Cosa c'entra il pinguino più famoso del web con la PS3? Semplice, la PlayStation di casa Sony non è solo una console, ma un vero concentrato di tecnologia che permetterebbe addirittura di utilizzarla come server. Già avete capito bene: con una cifra davvero modica (circa 600 euro) per un tale progetto e con il software adatto e gratuito, Yellow Dog 5.0, il linux della HELIOS Software (basato su Fedora Core 5 e equipaggiata con il desktop environment Enlightenment E17, scaricabile da qui), è possibile avere perfettamente funzionante un buon server, perchè no, anche per uso aziendale.

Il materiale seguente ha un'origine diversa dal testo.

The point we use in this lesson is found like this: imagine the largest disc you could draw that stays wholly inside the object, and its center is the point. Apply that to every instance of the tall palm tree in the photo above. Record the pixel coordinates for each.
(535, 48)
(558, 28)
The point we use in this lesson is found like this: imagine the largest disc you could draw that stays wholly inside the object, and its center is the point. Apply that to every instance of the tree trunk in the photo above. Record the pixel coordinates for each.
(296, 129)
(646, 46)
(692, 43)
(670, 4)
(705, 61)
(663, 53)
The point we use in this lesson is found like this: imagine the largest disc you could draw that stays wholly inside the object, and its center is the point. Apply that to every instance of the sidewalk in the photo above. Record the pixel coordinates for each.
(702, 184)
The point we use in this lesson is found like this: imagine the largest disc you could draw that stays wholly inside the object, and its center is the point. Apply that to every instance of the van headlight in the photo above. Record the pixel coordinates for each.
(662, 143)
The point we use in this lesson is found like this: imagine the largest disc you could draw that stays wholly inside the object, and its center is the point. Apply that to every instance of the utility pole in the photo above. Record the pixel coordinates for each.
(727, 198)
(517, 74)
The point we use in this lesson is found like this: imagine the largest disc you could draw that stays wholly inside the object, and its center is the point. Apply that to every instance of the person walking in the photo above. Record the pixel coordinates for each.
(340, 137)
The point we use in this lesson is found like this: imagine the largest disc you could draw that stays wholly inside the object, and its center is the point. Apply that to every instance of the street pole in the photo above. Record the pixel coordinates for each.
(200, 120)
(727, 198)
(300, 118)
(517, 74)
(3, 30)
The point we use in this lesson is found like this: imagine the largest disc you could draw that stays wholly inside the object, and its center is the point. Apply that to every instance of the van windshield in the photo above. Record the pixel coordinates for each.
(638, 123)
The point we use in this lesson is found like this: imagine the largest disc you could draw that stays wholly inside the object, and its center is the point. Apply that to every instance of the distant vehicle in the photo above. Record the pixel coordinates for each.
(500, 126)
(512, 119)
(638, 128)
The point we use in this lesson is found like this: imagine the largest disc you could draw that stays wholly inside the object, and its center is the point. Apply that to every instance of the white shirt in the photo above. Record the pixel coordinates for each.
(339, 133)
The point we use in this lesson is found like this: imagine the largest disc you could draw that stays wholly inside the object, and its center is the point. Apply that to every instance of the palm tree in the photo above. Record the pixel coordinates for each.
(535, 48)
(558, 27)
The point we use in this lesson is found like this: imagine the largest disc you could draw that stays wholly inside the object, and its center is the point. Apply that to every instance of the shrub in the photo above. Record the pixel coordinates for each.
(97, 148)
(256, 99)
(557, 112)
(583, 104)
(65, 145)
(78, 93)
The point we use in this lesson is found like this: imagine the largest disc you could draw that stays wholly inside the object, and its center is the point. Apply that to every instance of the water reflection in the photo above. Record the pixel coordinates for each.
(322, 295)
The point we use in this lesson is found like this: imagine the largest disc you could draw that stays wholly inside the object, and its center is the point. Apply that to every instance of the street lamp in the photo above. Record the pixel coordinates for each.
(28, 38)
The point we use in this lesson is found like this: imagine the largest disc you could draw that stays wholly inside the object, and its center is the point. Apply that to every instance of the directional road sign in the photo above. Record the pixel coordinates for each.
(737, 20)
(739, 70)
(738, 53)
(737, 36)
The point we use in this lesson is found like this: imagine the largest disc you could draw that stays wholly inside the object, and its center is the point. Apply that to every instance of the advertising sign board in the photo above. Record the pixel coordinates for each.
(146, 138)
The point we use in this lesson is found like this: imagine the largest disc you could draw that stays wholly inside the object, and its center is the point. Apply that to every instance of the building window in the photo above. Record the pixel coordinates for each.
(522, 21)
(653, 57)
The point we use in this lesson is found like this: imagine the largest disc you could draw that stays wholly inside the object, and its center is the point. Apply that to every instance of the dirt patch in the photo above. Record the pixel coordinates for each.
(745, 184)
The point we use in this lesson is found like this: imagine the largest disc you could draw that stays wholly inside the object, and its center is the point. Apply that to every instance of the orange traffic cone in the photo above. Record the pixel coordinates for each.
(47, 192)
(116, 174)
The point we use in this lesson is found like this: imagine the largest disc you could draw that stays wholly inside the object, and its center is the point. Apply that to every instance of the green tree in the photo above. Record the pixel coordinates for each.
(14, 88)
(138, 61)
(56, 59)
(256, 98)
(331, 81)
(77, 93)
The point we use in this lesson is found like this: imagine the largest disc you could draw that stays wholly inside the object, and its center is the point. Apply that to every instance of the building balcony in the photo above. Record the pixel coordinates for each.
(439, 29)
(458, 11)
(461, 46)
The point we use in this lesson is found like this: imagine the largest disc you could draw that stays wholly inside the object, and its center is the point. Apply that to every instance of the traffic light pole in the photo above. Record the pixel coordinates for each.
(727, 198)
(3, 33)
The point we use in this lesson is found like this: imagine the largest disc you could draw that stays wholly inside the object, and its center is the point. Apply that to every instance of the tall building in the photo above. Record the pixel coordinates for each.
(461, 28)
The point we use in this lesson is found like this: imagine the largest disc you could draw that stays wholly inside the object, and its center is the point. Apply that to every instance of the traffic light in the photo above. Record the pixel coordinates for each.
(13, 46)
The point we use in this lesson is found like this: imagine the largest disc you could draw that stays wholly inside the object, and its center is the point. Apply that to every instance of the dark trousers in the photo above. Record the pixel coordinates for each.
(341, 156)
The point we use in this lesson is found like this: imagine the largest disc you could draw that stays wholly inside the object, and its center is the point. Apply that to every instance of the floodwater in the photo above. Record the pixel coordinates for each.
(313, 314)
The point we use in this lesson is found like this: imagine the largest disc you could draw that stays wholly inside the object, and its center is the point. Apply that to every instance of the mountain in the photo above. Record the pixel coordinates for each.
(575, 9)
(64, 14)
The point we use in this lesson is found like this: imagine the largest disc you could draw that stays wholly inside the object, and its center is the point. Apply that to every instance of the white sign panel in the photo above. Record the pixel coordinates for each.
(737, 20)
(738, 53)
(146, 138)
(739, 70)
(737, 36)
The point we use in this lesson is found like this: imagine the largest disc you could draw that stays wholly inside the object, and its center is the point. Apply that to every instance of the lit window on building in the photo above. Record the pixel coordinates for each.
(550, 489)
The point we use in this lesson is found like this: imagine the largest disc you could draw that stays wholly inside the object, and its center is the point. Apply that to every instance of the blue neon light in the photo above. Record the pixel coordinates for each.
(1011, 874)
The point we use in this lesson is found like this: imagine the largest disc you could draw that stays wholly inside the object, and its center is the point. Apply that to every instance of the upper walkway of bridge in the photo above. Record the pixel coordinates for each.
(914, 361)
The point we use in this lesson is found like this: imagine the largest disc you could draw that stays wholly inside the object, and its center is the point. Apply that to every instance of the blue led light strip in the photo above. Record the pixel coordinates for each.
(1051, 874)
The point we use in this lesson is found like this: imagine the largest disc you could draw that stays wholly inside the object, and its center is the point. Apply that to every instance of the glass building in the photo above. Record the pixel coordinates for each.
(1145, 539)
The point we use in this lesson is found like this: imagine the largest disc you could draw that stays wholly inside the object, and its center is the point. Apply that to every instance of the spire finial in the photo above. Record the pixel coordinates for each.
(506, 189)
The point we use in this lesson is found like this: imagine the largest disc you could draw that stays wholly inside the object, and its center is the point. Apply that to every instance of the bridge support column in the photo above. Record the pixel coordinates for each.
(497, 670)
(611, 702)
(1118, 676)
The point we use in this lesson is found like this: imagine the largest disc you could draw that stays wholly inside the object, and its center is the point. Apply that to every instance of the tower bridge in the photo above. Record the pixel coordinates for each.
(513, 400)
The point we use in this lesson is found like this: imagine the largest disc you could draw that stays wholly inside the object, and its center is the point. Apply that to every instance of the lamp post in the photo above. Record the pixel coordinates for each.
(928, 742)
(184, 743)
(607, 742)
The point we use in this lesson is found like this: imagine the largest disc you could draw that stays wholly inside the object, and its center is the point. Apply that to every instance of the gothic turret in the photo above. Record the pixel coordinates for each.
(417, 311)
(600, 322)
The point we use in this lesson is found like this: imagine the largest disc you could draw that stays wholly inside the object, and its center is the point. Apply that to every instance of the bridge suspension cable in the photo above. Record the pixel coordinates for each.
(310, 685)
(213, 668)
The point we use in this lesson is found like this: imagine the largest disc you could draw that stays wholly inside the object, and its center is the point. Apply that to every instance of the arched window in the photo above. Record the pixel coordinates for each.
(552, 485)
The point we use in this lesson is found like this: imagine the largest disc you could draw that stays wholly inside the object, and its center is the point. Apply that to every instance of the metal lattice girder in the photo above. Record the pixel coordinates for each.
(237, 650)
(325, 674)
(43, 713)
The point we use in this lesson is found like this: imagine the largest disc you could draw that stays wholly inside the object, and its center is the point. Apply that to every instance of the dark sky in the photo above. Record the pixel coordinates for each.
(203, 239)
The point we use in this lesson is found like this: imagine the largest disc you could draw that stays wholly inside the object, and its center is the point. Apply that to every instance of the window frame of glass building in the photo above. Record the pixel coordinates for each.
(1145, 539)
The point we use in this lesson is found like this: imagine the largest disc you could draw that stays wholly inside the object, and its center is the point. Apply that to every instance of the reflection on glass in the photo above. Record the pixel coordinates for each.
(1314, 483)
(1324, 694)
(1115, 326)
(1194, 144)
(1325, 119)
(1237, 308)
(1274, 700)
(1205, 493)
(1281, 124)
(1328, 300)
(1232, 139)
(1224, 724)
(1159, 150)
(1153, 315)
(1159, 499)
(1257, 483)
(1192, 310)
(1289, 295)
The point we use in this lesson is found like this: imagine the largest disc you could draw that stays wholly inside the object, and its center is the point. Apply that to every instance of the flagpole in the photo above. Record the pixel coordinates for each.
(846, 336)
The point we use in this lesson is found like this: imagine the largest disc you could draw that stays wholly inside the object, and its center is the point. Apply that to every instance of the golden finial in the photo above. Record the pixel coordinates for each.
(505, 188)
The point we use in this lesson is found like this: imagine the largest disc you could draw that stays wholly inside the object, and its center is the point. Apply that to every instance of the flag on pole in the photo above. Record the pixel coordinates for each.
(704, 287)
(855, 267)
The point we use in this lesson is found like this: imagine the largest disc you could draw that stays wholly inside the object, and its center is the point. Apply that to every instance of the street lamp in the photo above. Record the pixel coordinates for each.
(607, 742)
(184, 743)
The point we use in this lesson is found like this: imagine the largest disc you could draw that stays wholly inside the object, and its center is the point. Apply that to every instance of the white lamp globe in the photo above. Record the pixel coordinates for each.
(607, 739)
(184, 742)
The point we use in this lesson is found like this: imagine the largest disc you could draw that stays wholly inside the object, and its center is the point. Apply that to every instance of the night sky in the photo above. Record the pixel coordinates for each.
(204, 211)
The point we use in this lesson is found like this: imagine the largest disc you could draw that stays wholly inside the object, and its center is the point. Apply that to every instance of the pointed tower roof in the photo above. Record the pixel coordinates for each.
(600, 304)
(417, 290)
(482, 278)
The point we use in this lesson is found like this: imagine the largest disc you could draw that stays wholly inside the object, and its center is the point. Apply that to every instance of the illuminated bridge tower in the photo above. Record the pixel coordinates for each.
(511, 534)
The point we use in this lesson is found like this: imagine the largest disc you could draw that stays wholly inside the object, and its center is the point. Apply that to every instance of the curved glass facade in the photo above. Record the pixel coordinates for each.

Dov'è il problema? La Sony perde una discreta cifra per ogni PS3 venduta: i suoi ricavi maggiori vengono dalla vendita dei giochi. Non è certo possibile quantificare quante ne vengano vendute per giocare e quante per essere usate per scopi server e quindi non è stimabile la perdita di denaro complessiva.  Certo che un produttore di videogiochi tiene in considerazione questo aspetto quando deve investire budget milionari per un prodotto che non ha un bacino di utenza definito. Potrebbe essere davvero una gatta da pelare per la Sony, che forse non aveva previsto questo risvolto in fase di costruzione.

Ma è giusto fare alcune osservazioni: l'hard disk da 60 Gb potrebbe essere insufficiente per un server e Linux gira anche su pc di fascia bassissima dal costo irrisorio, con difficoltà di configurazione minori rispetto alla PS3. Considerando anche che, di solito,  molte aziende noleggiano i server, per una questione di svalutazione del capitale sociale, non dovrebbe essere questa la noia principale per il colosso giapponese. Ma la falla c'è, non si può negare, piccola (quante persone sanno che la PS3 può essere usata così?), ma c'è.

E sono sicuro che alla Sony avrebbero voluto risparmiarsela volentieri con i tempi non proprio favorevolissimi che corrono.